Los residentes protestaron por la desaparición del que consideran el último pulmón verde de Getxo. La alarma se extendió al salir a la luz un informe que preveía el derribo de 80 caseríos para hacer realidad la promoción. En la calle, el proyecto provocó una manifestación, a la que acudieron más de 2.000 personas. En el salón de plenos, fue motivo de duros enfrentamientos entre Zarraoa, los vecinos y los grupos del PP y el PSE.
Su sucesor, Imanol Landa, hizo oficial ayer la retirada del proyecto, tras haberse desmarcado de la operación en época electoral al apostar por «una significativa» reducción de viviendas. Landa justificaba ayer su renuncia así: «En coherencia con las promesas que realizamos durante la campaña y para despejar cualquier duda sobre nuestra voluntad de cumplir con este compromiso».
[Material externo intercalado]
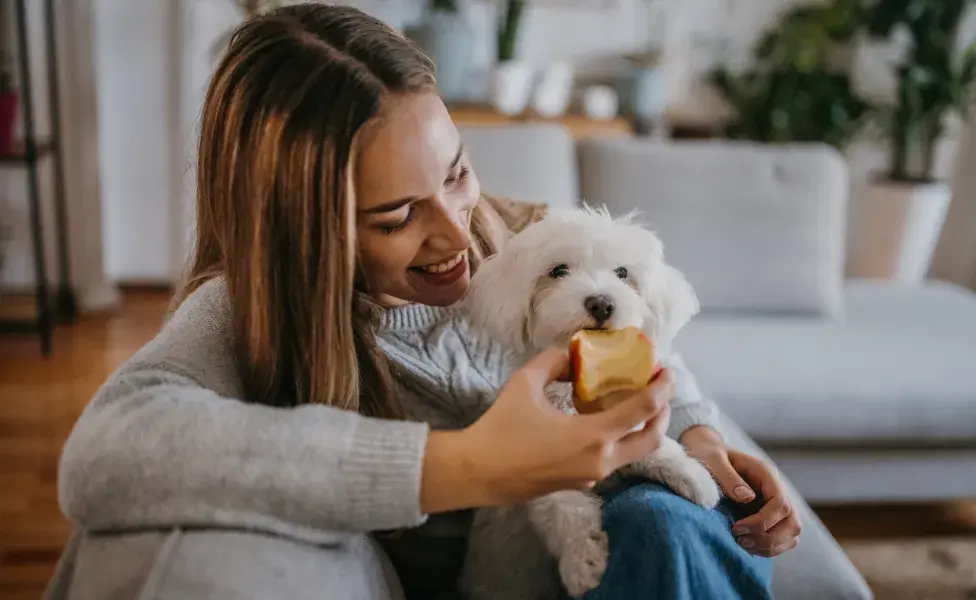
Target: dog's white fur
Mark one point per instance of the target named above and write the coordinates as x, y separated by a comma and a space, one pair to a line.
536, 550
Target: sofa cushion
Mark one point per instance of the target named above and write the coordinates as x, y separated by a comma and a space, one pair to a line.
900, 367
532, 162
817, 569
753, 227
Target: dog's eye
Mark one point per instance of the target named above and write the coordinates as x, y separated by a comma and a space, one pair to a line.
559, 271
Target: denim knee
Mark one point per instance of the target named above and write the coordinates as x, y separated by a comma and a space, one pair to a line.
651, 515
663, 546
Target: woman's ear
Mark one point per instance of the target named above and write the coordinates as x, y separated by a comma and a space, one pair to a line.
498, 300
672, 302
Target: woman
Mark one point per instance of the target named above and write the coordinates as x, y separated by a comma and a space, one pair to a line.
310, 383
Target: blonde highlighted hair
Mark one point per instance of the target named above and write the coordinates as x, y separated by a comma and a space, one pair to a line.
276, 206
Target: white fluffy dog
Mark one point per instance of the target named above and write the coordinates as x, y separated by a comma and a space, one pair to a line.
572, 270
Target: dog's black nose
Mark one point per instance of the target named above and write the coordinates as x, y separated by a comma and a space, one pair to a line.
600, 308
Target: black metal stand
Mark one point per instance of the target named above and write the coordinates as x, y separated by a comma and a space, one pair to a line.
64, 308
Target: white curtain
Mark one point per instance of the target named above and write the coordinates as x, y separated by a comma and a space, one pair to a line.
955, 255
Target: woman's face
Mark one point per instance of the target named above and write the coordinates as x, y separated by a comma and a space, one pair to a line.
415, 191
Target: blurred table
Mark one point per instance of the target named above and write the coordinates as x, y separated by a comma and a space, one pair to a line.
579, 126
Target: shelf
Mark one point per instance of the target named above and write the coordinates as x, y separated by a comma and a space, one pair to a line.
19, 154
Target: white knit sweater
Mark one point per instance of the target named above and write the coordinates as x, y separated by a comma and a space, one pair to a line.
166, 442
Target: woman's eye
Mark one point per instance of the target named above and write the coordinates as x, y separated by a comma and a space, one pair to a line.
394, 227
559, 271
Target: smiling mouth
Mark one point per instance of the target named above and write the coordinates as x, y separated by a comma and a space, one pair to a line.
441, 267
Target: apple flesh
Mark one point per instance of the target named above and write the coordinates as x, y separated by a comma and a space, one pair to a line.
606, 364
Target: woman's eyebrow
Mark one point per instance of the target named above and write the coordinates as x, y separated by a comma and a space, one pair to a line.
398, 204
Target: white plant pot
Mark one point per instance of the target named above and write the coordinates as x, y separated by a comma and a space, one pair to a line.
897, 227
553, 92
511, 87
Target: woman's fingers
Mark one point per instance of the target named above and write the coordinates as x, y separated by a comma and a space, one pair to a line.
732, 484
637, 410
546, 367
775, 510
773, 551
781, 537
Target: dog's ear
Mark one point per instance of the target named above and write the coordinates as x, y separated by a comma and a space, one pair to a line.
499, 299
671, 300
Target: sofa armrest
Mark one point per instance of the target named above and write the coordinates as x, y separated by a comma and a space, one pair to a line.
203, 564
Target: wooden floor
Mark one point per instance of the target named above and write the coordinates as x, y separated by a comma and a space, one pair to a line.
40, 399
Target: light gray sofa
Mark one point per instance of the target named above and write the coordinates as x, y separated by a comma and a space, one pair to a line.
859, 391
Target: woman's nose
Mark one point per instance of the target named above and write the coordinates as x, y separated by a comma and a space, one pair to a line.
451, 230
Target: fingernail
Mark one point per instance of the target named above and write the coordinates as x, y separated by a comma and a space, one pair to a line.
743, 493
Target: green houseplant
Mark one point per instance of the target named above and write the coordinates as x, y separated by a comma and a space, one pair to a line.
511, 80
445, 35
901, 218
797, 88
934, 80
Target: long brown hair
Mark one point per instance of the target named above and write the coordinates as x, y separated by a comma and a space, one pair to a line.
276, 204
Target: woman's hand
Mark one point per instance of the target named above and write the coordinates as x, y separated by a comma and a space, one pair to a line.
524, 447
772, 530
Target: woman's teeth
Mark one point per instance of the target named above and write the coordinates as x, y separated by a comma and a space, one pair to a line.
443, 267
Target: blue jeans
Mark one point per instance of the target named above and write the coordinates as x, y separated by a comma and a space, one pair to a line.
664, 547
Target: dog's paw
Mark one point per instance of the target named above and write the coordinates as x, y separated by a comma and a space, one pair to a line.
582, 565
691, 480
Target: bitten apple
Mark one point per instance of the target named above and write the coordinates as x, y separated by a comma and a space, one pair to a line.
605, 362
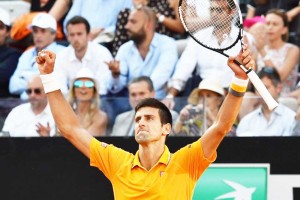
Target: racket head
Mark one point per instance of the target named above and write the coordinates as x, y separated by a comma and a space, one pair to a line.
205, 19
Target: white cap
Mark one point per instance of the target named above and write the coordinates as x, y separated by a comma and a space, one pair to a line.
4, 17
84, 72
44, 20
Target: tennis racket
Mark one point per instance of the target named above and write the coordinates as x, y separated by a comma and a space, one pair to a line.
217, 25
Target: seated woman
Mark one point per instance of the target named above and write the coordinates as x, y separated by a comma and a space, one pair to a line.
277, 52
201, 112
84, 99
167, 16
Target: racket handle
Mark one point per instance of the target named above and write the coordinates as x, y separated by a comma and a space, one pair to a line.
262, 90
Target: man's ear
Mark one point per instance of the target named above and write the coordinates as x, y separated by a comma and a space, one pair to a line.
166, 129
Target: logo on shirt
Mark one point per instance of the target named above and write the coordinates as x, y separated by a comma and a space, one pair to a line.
104, 145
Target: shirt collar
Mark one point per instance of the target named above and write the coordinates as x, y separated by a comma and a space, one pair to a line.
164, 159
49, 47
154, 43
87, 55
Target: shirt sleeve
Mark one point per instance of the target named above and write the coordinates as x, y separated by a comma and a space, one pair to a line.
192, 159
108, 158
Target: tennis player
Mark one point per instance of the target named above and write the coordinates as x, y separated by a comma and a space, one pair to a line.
153, 172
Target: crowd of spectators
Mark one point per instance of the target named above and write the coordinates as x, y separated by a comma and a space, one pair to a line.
111, 54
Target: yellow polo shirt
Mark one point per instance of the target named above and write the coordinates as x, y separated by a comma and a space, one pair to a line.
173, 177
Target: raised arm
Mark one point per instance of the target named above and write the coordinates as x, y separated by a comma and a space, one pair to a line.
230, 107
64, 117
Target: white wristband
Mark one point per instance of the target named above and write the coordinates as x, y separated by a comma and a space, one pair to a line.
240, 82
161, 18
50, 82
170, 96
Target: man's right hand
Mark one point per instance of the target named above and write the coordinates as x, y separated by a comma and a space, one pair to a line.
45, 60
114, 67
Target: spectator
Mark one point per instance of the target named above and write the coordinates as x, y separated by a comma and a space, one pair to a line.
202, 110
147, 53
167, 15
277, 52
102, 16
84, 99
21, 36
258, 8
139, 88
82, 54
33, 119
44, 30
8, 56
265, 122
46, 6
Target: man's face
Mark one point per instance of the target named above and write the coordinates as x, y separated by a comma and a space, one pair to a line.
78, 36
3, 33
139, 91
42, 37
148, 127
136, 26
36, 94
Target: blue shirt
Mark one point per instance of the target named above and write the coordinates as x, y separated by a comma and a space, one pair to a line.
99, 13
26, 68
158, 65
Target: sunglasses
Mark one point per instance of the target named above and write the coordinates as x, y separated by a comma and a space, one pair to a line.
87, 84
35, 90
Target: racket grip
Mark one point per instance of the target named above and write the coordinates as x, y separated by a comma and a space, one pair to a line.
262, 90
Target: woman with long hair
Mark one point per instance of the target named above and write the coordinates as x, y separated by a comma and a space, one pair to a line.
84, 99
277, 52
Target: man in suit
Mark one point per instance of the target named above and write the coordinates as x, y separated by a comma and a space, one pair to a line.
139, 88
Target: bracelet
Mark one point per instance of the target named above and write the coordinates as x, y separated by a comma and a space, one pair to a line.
239, 85
50, 82
170, 96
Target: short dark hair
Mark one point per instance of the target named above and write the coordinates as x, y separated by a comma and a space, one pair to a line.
79, 20
164, 112
146, 79
271, 73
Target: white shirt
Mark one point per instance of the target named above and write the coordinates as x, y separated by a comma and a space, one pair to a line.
281, 123
67, 65
210, 64
21, 121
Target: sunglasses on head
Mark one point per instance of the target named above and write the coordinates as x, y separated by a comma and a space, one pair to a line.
87, 84
2, 26
35, 90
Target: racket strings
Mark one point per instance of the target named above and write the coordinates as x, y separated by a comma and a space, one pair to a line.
207, 19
Para acabar con la desconfianza entre vecinos y partidos, el nuevo Gobierno municipal ha decidido invalidar el acuerdo del anterior mandato, con el objetivo de «allanar el camino hacia una reflexión serena sobre el futuro de Getxo y tranquilizar a los vecinos de Andra Mari que percibían el proyecto como una fuente de inquietud y preocupación».
«Cerramos una etapa»
El alcalde aseguró que con este paso «cerramos una etapa». «Lo sucedido en el último año debe servirnos para tomar buena nota de lo que hay que mejorar y ahora estamos ante un nuevo escenario cuya clave será el diálogo permanente con los agentes implicados: desde los residentes y propietarios al resto de fuerzas políticas». Landa apeló también a la responsabilidad de la oposición: «Estamos hablando de definir qué modelo de ciudad queremos y ahí no caben estrategias políticas».
Landa recordó cuál es su propuesta: hacer un diagnóstico de las necesidades de vivienda y acordar el proyecto resultante que, en principio, no debería incluir nuevas construcciones en la franja litoral delimitada por la costa y la carretera de Zientoetxe.
Las reacciones políticas no se hicieron esperar. Marisa Arrúe (PP) se felicitó de que «al alcalde le haya entrado la sensatez que le faltó cuando aprobó el proyecto porque él estaba en aquel equipo». Sin embargo, dudó de que Landa «vaya a tener autonomía para diseñar el Getxo que queremos, al margen de la Diputación».
Por su parte, Luis Almansa (PSE) también valoró la retirada del plan: «Es lo que reclamábamos para que el cambio en el PNV fuese creíble». Por el contrario, Ezker Batua, valedor del plan anterior tanto en el Ayuntamiento de Getxo como en la consejería de Vivienda, cuestionó la renuncia. Su portavoz municipal, Iñaki Urkiza -hoy en la oposición-, calificó la decisión del mandatario del PNV de «populismo barato»: «Landa dice lo que los vecinos quieren oír sin tener en cuenta las necesidades de vivienda».